Published in Print: April 4, 2012,
Churn is a remarkable instability among school personnel that makes it nearly impossible to build a professional community or develop long-term relationships with students. It happens when teachers are treated like interchangeable parts who can be moved around cavalierly to plug a hole in a school schedule. It happens when administrators repeatedly order teachers to switch to a different grade, teach a different subject, or move to a different school.
We recently tried to test an idea for improving the middle school science curriculum through a multiyear randomized controlled trial in a big-city public school system. But the constant stream of teachers leaving the classes we were studying made it nearly impossible to get reliable results. After just one year, 42 percent of the teachers in 92 schools who began participating in our study had left it to take other positions within and outside the schools. The instability was about the same in both the intervention group and the control group.
Attrition among teachers is a well-known problem in urban schools. As many as half of new teachers leave the profession within their first five years. And even if they don't switch careers, many new teachers leave urban schools for jobs in the suburbs. A newly released study from the Center for Longitudinal Data in Education Research shows the harm that teacher attrition does to student achievement.
But we think churn may be an even bigger problem for schools and districts. In the urban schools we studied, internal instability was worse than attrition. For every two teachers who left the district or the profession during our study, another three were moved from subject to subject, grade to grade, or school to school.
Unfortunately, this degree of churn is hardly unusual. Other researchers have noted a similar or even greater degree of instability among urban teachers. (We know less about churn in nonurban schools.)
Indeed, churn is such a fact of life in urban schools that most people who are working to improve education here in the United States—educators, researchers, and policymakers alike—have come to accept it as so much background noise. That's why one of us coined the phrase "ambient positional instability" to describe it. Recently, at our request, a graduate student reviewed the results of randomized controlled trials in a major peer-reviewed journal. Of 19 articles in which the researchers detected no effects from their intervention, not a single one considered churn as a possible reason for this failure.

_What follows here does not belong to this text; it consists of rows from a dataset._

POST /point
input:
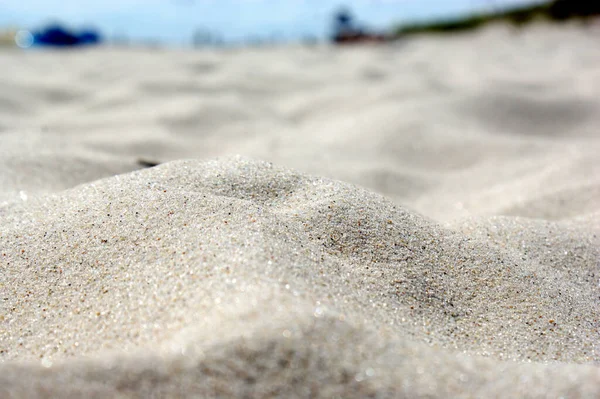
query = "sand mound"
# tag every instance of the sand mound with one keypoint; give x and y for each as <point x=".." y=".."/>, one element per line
<point x="238" y="277"/>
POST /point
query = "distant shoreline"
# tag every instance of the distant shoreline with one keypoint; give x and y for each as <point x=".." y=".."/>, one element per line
<point x="554" y="11"/>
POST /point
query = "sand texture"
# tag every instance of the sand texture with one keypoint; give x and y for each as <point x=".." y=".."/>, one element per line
<point x="413" y="220"/>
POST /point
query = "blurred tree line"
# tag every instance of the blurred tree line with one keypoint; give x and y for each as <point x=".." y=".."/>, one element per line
<point x="557" y="10"/>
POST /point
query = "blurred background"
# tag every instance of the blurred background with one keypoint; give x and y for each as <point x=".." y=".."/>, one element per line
<point x="185" y="23"/>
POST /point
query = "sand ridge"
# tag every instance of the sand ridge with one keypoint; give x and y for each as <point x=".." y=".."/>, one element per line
<point x="418" y="219"/>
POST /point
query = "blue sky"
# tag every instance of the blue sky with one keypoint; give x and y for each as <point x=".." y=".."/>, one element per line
<point x="174" y="21"/>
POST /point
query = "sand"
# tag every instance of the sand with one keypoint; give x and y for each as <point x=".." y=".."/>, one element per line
<point x="418" y="219"/>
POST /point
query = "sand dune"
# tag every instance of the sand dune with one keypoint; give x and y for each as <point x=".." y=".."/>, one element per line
<point x="414" y="220"/>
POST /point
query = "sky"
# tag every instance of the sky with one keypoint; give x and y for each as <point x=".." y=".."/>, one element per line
<point x="175" y="21"/>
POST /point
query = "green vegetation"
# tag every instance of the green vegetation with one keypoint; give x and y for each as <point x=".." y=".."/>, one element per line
<point x="558" y="10"/>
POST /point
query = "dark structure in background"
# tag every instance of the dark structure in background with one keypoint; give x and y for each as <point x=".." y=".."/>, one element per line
<point x="565" y="9"/>
<point x="553" y="11"/>
<point x="346" y="31"/>
<point x="57" y="35"/>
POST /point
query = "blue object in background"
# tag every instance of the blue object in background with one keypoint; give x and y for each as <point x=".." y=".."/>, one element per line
<point x="56" y="35"/>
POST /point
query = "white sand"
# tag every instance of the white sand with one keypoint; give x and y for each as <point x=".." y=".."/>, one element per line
<point x="477" y="276"/>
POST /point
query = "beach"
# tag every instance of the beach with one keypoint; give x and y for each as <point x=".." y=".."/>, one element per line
<point x="414" y="219"/>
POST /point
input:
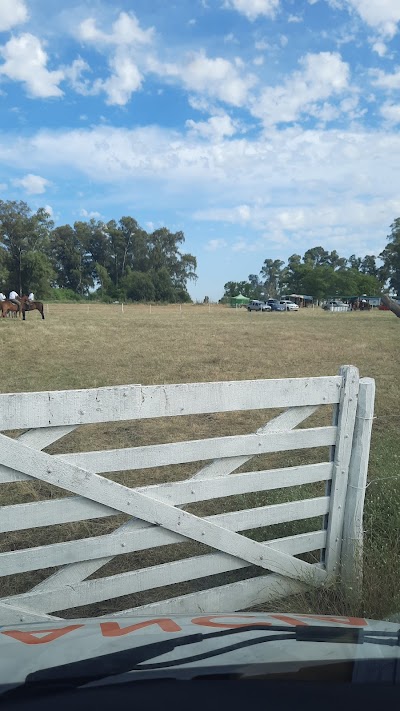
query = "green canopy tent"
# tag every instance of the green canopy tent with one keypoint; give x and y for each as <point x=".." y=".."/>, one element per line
<point x="239" y="300"/>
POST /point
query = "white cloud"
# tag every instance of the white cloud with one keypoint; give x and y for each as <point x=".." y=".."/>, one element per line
<point x="125" y="31"/>
<point x="382" y="15"/>
<point x="124" y="80"/>
<point x="214" y="244"/>
<point x="337" y="188"/>
<point x="386" y="81"/>
<point x="90" y="214"/>
<point x="321" y="76"/>
<point x="254" y="8"/>
<point x="380" y="48"/>
<point x="12" y="13"/>
<point x="126" y="41"/>
<point x="216" y="128"/>
<point x="74" y="74"/>
<point x="33" y="184"/>
<point x="391" y="112"/>
<point x="217" y="78"/>
<point x="25" y="61"/>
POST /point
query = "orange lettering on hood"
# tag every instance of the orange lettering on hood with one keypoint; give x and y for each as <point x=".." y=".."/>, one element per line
<point x="113" y="629"/>
<point x="208" y="621"/>
<point x="48" y="635"/>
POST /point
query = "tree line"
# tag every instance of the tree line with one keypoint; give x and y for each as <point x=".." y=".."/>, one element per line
<point x="115" y="260"/>
<point x="320" y="274"/>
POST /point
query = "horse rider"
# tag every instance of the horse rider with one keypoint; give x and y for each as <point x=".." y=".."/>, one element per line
<point x="14" y="298"/>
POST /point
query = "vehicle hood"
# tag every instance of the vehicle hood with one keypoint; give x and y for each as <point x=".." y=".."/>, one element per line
<point x="26" y="649"/>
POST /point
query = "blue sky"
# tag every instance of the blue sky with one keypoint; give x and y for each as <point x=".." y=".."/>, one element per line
<point x="258" y="127"/>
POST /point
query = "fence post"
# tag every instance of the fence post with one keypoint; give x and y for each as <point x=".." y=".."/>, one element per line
<point x="346" y="412"/>
<point x="352" y="544"/>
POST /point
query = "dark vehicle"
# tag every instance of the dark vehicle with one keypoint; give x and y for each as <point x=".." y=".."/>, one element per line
<point x="276" y="305"/>
<point x="298" y="661"/>
<point x="257" y="305"/>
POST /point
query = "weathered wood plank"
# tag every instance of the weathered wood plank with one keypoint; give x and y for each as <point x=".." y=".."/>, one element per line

In other words, we as a profession are ignoring churn. We think that's wrong.
In our view, two people are especially well positioned to help us start tackling the problem of churn: U.S. Secretary of Education Arne Duncan and Michael Casserly, the executive director of the Council of the Great City Schools. We challenge them and everyone who's working to reform our urban schools—from politicians to policymakers to scholars like ourselves—to stop treating churn, or ambient instability, as background noise and start treating it as a problem to be solved. Until we do, churn will keep undermining our best efforts.
We think that churn is hurting kids in urban schools, and hurting them badly.
It hurts them directly, right in the classroom, because teachers are shifted around so often that they can't develop deep mastery of a grade and subject, or develop stable professional learning communities to support their work.
And churn hurts kids indirectly, when researchers like us can't tell whether proposed education reforms are good or bad because the instability weakens even the most carefully designed studies and skews our results. We even suspect that internal churn is a major factor in attrition, driving new teachers right out of the profession.
And churn isn't a problem only among teachers. Many urban districts see astonishing instability among principals, central-office staff, and, at the very top, superintendents. As a result, teachers constantly have to adjust to new leadership styles and new priorities.
The bottom line is that in a hurricane of churn, you can't build the culture of trust and safety that kids need to learn. If we're serious about turning our urban schools around, it's time to devote serious resources to doing something about churn.